農研機構で栽培・維持されている国内のリンゴ 185品種・系統と、16の交配組み合わせから育成した 659個体を供試しました。複数のコンピューターアルゴリズムを組み合わせることで、11,786個のゲノムワイドマーカーの情報から、14種類の起源品種のハプロタイプの遺伝を自動的に追跡する方法を開発しました。この方法を用いることで、使用した全リンゴ個体の 92%のゲノム領域を、14種類のハプロタイプ情報で表すことができました。手動でもハプロタイプの遺伝を追跡し、そのデータを正答として仮定した場合、自動的に追跡した方法は 90%と高い正答率を示しました。
14種類のハプロタイプ情報で表された品種群と育成個体のデータを用いて、ゲノムワイド関連解析(GWAS)を行ったところ、「ウースターペアメイン」という起源品種の1つのハプロタイプが、果皮の着色と最も強い関連を示しました。個体の系譜情報と照らし合わせて、このハプロタイプの遺伝を可視化することにより、世代が進むにつれて、このハプロタイプの頻度が集団内で有意に増加していることを明らかにしました(図2)。このハプロタイプは、果皮の着色の良いリンゴの育成に利用されてきた可能性があります。 ゲノミックセレクション(GS)予測モデルの精度評価では、果実のリンゴ酸含量を高い精度(実測値と予測値との相関係数(r)(注5)が 0.6より大きい)で予測ができました(図3)。また、自動的に追跡した起源品種のハプロタイプ情報を用いた場合、手動で追跡したハプロタイプ情報や、ゲノムワイドマーカーの情報を用いた場合よりも、高い精度で予測ができていることがわかりました(図3)。
以上の結果より、起源品種のハプロタイプ情報は、系譜情報と照らし合わせてその遺伝を可視化することにより、リンゴの品種改良の歴史を紐解くことができます。有望な起源品種のハプロタイプは、今後の新品種開発への利用も期待されます。また、起源品種のハプロタイプ情報を利用したゲノミックセレクション(GS)は、リンゴの品種改良の効率を向上できる可能性があります。
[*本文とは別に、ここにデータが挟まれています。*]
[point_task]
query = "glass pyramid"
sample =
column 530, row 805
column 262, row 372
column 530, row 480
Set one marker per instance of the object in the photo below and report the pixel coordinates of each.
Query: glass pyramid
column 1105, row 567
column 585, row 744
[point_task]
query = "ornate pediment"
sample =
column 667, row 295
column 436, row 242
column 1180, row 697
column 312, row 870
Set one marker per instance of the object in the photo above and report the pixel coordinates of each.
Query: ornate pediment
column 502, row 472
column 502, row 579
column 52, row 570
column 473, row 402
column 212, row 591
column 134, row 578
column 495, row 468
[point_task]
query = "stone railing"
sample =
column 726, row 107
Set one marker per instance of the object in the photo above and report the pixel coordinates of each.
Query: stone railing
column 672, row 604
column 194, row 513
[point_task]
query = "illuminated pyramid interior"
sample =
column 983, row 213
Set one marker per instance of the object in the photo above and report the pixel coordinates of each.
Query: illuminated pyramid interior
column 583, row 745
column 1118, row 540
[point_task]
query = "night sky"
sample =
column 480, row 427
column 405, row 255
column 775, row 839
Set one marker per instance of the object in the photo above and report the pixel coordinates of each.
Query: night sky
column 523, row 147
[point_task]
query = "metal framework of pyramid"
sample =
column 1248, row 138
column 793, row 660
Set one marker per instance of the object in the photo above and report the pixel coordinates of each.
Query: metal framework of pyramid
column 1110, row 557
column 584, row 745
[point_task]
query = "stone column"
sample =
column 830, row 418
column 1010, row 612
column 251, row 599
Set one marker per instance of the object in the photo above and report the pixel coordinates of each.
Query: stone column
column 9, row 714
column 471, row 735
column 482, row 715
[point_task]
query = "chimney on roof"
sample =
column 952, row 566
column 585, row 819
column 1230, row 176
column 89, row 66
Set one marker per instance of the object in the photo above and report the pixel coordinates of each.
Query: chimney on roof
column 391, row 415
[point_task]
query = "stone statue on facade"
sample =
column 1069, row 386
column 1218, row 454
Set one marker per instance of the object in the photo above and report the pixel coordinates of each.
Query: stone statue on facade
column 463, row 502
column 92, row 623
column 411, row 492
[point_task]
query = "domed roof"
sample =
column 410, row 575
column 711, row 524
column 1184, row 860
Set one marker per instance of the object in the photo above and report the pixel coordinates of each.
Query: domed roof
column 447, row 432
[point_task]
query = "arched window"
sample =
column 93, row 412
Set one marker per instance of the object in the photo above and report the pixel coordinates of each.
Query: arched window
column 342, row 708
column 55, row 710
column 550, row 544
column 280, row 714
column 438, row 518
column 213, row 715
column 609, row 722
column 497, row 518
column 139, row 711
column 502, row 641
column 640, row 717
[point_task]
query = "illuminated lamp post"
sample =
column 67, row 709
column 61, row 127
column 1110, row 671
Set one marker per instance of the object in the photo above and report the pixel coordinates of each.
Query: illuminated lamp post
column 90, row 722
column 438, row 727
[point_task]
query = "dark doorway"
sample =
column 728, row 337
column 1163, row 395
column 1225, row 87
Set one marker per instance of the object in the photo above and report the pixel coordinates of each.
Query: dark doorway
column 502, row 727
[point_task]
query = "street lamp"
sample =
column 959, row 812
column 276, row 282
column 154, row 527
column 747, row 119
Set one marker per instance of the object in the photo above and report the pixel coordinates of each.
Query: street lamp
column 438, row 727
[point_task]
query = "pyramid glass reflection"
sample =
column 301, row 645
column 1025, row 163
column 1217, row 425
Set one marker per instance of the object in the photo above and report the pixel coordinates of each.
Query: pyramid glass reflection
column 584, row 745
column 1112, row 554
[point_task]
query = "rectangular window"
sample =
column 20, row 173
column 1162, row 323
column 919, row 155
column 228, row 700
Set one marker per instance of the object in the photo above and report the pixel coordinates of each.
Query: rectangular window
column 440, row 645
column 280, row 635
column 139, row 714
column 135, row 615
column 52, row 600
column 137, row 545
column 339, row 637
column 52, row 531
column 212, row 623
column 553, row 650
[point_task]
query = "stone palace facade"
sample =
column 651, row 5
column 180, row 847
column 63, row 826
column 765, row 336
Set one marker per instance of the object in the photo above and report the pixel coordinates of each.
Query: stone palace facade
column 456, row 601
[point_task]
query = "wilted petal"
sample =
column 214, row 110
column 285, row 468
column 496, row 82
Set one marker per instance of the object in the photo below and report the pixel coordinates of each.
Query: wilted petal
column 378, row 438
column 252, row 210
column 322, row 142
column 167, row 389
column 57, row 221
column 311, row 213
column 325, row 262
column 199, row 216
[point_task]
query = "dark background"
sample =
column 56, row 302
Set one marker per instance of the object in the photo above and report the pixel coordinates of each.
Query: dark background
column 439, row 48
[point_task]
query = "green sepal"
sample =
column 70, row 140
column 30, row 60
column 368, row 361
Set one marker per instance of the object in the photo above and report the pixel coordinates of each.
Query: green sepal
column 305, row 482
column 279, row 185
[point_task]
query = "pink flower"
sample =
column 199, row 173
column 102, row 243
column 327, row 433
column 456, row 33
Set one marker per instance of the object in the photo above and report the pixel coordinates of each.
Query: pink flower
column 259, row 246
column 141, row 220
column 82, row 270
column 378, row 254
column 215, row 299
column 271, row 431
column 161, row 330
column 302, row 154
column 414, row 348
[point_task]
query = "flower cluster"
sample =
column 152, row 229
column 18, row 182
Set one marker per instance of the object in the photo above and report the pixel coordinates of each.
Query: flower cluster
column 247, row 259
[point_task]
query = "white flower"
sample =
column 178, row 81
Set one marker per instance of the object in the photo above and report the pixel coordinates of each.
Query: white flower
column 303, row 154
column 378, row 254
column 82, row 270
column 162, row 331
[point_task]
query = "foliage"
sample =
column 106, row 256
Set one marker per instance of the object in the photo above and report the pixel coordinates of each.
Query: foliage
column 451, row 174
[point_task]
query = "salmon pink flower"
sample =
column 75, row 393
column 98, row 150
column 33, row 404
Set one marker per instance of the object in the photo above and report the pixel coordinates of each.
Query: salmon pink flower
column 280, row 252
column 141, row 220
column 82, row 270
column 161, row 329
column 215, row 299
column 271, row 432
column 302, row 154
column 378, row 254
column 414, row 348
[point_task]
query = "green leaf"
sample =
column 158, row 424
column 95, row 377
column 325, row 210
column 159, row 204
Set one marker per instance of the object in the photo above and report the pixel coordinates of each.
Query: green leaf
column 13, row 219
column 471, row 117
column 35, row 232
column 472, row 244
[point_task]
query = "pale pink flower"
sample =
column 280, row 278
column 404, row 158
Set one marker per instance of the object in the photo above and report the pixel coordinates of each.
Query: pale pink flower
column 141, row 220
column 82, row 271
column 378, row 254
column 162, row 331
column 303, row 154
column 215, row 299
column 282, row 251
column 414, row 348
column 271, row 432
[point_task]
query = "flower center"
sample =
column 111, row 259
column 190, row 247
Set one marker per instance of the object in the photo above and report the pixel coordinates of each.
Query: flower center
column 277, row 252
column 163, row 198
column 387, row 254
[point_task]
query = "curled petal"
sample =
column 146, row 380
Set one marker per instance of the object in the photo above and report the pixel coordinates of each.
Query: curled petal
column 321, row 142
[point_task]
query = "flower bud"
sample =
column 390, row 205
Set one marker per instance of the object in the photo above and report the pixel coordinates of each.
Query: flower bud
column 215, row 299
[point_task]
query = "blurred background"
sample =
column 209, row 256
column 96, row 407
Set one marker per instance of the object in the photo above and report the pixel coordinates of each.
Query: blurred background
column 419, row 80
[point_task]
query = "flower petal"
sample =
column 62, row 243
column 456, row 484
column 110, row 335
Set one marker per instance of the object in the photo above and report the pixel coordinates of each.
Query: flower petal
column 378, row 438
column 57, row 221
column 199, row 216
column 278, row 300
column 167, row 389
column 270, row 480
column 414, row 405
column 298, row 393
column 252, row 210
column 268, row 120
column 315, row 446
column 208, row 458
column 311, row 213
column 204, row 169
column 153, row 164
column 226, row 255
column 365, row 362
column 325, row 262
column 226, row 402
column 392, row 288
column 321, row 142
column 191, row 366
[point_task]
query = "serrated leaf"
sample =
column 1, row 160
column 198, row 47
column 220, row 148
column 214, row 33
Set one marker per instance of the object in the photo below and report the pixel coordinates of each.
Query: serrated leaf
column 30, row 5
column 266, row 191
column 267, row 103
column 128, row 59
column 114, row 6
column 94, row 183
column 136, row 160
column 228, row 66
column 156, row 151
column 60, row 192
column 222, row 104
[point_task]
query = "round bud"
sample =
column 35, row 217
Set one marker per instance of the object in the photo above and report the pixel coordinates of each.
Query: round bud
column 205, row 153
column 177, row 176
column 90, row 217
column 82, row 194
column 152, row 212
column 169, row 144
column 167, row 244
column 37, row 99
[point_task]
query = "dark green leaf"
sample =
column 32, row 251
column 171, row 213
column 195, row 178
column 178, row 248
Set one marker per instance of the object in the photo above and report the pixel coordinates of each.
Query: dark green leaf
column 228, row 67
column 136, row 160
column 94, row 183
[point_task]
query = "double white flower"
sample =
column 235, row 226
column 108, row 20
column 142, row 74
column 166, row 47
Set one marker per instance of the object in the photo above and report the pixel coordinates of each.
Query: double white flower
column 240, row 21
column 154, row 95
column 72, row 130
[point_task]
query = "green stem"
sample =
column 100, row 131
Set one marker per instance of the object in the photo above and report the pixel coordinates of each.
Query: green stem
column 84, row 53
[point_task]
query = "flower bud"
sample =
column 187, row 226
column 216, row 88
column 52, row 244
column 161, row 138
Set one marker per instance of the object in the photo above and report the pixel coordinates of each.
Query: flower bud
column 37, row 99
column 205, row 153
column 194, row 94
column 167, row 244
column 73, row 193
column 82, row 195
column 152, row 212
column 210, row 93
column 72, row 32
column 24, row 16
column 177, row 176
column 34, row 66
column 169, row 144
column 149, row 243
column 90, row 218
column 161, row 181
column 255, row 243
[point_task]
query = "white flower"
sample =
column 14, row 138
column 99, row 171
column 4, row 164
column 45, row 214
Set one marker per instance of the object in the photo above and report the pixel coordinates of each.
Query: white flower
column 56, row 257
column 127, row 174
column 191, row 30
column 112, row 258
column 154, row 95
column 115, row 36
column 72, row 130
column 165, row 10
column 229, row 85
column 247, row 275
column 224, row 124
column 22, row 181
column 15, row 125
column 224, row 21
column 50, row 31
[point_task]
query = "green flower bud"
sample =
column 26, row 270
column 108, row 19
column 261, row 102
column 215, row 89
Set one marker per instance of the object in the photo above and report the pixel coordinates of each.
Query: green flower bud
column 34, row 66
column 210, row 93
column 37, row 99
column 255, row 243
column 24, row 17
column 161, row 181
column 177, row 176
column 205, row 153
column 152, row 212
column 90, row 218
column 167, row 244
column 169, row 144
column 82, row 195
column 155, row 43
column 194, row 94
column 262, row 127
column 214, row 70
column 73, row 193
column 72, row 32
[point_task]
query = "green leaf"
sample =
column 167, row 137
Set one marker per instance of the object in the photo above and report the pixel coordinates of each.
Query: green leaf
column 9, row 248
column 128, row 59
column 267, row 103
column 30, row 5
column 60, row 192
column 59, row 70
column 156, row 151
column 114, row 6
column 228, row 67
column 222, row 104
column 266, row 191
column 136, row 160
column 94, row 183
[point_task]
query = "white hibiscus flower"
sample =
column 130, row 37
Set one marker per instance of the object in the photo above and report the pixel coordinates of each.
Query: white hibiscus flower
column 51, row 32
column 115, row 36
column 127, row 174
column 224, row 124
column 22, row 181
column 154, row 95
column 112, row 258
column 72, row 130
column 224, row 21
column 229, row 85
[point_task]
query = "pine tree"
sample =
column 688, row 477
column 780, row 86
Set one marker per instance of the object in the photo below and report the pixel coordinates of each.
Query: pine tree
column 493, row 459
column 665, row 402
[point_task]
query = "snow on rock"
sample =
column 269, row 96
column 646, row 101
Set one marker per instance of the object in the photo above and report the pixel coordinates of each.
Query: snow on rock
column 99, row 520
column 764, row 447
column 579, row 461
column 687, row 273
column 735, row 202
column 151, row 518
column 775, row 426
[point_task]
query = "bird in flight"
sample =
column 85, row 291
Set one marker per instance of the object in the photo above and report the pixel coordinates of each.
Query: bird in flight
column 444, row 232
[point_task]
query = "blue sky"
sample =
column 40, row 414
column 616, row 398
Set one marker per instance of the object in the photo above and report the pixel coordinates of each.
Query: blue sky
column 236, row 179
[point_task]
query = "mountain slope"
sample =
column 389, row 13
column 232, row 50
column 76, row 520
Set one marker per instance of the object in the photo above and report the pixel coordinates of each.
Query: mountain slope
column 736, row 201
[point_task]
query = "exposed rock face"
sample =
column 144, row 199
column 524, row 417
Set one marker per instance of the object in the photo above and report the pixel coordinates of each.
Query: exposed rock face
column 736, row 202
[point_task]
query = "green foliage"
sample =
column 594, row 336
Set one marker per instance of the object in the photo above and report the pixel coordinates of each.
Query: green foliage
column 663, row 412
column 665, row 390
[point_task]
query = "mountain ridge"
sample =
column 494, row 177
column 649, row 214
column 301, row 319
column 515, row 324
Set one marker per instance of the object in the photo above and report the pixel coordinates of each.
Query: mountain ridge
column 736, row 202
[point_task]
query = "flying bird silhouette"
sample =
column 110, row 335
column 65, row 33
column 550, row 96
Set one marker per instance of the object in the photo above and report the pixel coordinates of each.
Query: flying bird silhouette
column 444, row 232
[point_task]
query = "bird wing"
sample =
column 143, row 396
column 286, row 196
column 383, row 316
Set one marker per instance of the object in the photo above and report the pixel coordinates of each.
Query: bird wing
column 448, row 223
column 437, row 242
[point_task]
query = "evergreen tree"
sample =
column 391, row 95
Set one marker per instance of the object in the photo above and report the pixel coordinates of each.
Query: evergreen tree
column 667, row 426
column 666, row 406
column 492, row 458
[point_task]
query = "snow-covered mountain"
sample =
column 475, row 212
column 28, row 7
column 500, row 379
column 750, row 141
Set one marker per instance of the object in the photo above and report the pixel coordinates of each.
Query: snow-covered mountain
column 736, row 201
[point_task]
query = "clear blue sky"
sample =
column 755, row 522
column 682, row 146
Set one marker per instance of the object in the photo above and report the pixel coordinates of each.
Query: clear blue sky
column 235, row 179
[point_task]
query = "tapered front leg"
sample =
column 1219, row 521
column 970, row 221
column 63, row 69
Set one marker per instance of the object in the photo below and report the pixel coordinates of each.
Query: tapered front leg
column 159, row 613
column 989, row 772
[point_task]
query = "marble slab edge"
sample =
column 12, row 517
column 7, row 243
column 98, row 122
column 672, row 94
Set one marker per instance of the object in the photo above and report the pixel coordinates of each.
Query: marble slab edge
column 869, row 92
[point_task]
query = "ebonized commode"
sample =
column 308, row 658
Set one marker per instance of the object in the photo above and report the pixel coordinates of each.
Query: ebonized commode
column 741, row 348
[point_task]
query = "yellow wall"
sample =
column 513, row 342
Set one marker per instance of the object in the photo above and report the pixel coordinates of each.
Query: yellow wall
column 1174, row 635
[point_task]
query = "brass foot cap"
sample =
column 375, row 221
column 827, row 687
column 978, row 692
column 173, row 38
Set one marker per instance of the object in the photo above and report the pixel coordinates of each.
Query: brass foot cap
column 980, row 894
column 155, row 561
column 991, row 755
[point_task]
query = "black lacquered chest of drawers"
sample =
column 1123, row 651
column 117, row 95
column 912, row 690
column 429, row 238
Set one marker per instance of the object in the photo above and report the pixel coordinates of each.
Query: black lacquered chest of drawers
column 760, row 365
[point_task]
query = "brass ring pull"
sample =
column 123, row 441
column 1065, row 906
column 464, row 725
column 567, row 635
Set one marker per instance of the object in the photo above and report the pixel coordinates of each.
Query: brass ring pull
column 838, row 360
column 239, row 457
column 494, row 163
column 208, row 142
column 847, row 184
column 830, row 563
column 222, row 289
有望な起源品種のハプロタイプを組み合わせることで、生産者や消費者のニーズに対応したさまざまな新品種の開発が進むことが期待されます。今回開発した、起源品種のハプロタイプの遺伝を自動的に追跡する方法は、リンゴと同じような他殖性作物への応用も可能です。今後は、起源品種のハプロタイプ遺伝を自動的に追跡する方法の精度をさらに向上させるために、新しい材料のゲノムワイドマーカー情報を増やすとともに、ゲノムワイドマーカーの精度や適切な数についても検討を進める予定です。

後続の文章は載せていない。